Among the new methods, Mask-RCNN [18] adds a mask branch based on faster R-CNN [44]. This branch changes ROI pooling to ROI alignment, so as to obtain pixel-level mask prediction. It also has the functions of object detection and instance segmentation. This method has become a general framework.

2.2. Weakly Supervised Segmentation Methods

The fully-supervised segmentation model can segment accurate results after training with a large number of pixel-wise labels, but it is extremely expensive to obtain pixel-wise labels. To address this issue, different levels of weakly supervised labels are adopted to solve the problem of manually labeling large amounts of data, such as image-level [39,45,46,47,48,49,50], scribbles [51,52,53], and point labels [54]. Because these weakly supervised labels provide limited prior information, it is difficult to produce satisfactory results for the complex medical images. In this article, we focus on using bounding box-level labels to balance labeling cost and segmentation accuracy. Previous box-level weakly supervised segmentation methods usually need to manually generate weakly supervised pseudo labels, and then use pseudo labels for training on fully supervised methods. Specifically, it can be divided into three stages: the first stage uses GrabCut [55] or MCG [56] to generate pixel-level pseudo labels, the second stage uses the generated pseudo labels as ground-truth to train the segmentation model, and the third stage uses an iterative algorithm or conditional random fields (CRFs) [2,57,58,59,60] to optimize and post-process the segmentation results. Therefore, it is difficult to solve the gap between the ground-truth and the pseudo label, and the final segmentation result will be significantly worse than the effect of the pseudo label. Compared with previous work, our weakly supervised segmentation method is different in the following respects. Firstly, our model does not require manual generation of pseudo labels. Secondly, we first use box labels to train the target detection model, and then use GrabCut [55] to separate the foreground and background regions of the detected target region in the inference stage. Thirdly, in terms of final mask optimization, we abandoned the use of CRFs [2,57,58,59,60], and instead adopted the faster ConvCRF [20,61,62,63] for post-processing.

2.3. Attention Mechanism

Human vision can quickly scan the global image to obtain the target areas that need to be focused on. The attention mechanism in deep learning is similar to the human visual attention mechanism, and the goal is to select the critical information in the current task. By adjusting the feature map, Wang proposed a residual attention network [64,65], which not only performs better but also is robust to noisy input. Oktay proposed the Attention-Unet [6,66] to suppress the information of unimportant regions, which is better in segmentation. Hu [67,68,69] proposed the Squeeze-and-Excitation module based on the relationship between channels. It only uses global average pooling to calculate channel attention. However, as shown in spatial attention [70], it also plays an important role in convolutional networks. It will tell the network "where" to focus. Since then, the application of channel attention and spatial attention have become a consensus. DANet [71] introduces the idea of self-attention, which can better capture features through a long-range context. CCNet [72,73] skillfully uses the criss-cross idea, which greatly reduces the amount of calculation. In this paper, we add CBAM [21] to Mask R-CNN [18] for the first time, which also has channel attention and spatial attention. Channel attention tells us “what” is meaningful and spatial attention tells us “where” important information is.

3. Methods

The Mask R-CNN is extended from Faster R-CNN [18,74] and is a two-stage framework. The first stage is the Region Proposal Network [43] (RPN). In the second stage, further fine-tuning frames for the ROI proposed by RPN. Finally, the parallel Mask head branch will segment the target mask.
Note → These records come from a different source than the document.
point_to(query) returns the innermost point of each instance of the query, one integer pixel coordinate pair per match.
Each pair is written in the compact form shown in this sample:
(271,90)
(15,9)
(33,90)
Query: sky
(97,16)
In the weakly supervised segmentation branch, we directly use the detection boxes to segment the lesion area, to avoid the gap between the pseudo labels and ground-truth labels. This improves the segmentation performance. The key points and differences of the method are detailed in the following subsections. The architecture of the segmentation model is shown in Figure 2.

3.1. Segmentation Model Based on Dual Attention Guidance

FPN, as the backbone network of Mask R-CNN, performs well in conventional segmentation tasks. However, when segmenting medical images with complex and fuzzy boundaries, it often results in missing segmentation or wrong segmentation. The reason is that the correct features of the lesion area are not extracted. Therefore, we add the dual attention module in the backbone network and the improved attention-FPN structure is shown in the attention FPN part of Figure 2. As shown in Figure 3, the specific joining position of the dual attention module is in the Conv block and identity block of ResNet. Conv block and identity block are the basic modules of ResNet network. Conv block has convolution operation on branches, which can change the number of output channels of the block; Identity block has no operation on the branch, and the number of input and output channels of this block is the same. In our model, a dual attention mechanism is added to these two different blocks.

In CNN, if the sizes of the convolution kernels are smaller than the step size, the performance of detection and segmentation will decline linearly. FPN is a clever solution by up-sampling high-level features and top-down connecting of low-level features. In the feature extraction and fusion stage, FPN performs well, especially for small target detection. We then use ResNet [75] series in the backbone network to have more flexible choices. Taking ResNets as the backbone network, the FPN network contains three paths, a bottom-up path, a top-down path, and a horizontal connection in the middle. In the forward propagation process of CNN, the feature map after the calculation of the convolution kernel is usually small. The size of the feature map will change after passing through some layers, but not for the other layers. The layers that do not change the size of the feature map are classified as a stage. Specifically, for ResNets, the feature output of the last residual block of each stage is used to activate the output. For conv2, conv3, conv4, and conv5 outputs, the outputs of these final residual blocks are represented as C2, C3, C4, C5, and they have a step size of 4, 8, 16, 32 relatively to the original input image. The top-down process is to perform two times the up-sampling of higher-level features with more abstract and stronger semantic information, and to merge the output results of the up-sampling with the feature map of the previous layer generated from the bottom up through the horizontal connection. After fusion, the high-level features have been strengthened, and the two horizontally connected features should have the same spatial size. This is done to make use of the positioning details of the bottom layer. Each feature map is composed of many channels. In Mask R-CNN, the outputs of ResNet C2, C3, C4, C5 are passed to the next layer of the network for fusion. All channels of these output feature maps are given the same weight, that is, the same attention, but some of these channels are meaningless or erroneous features. We use channel attention after C2, C3, C4, C5 to capture the relationship among global channels. In other words, it encodes different weights for each channel to enhance the weight of important channels and suppress the features of unimportant channels.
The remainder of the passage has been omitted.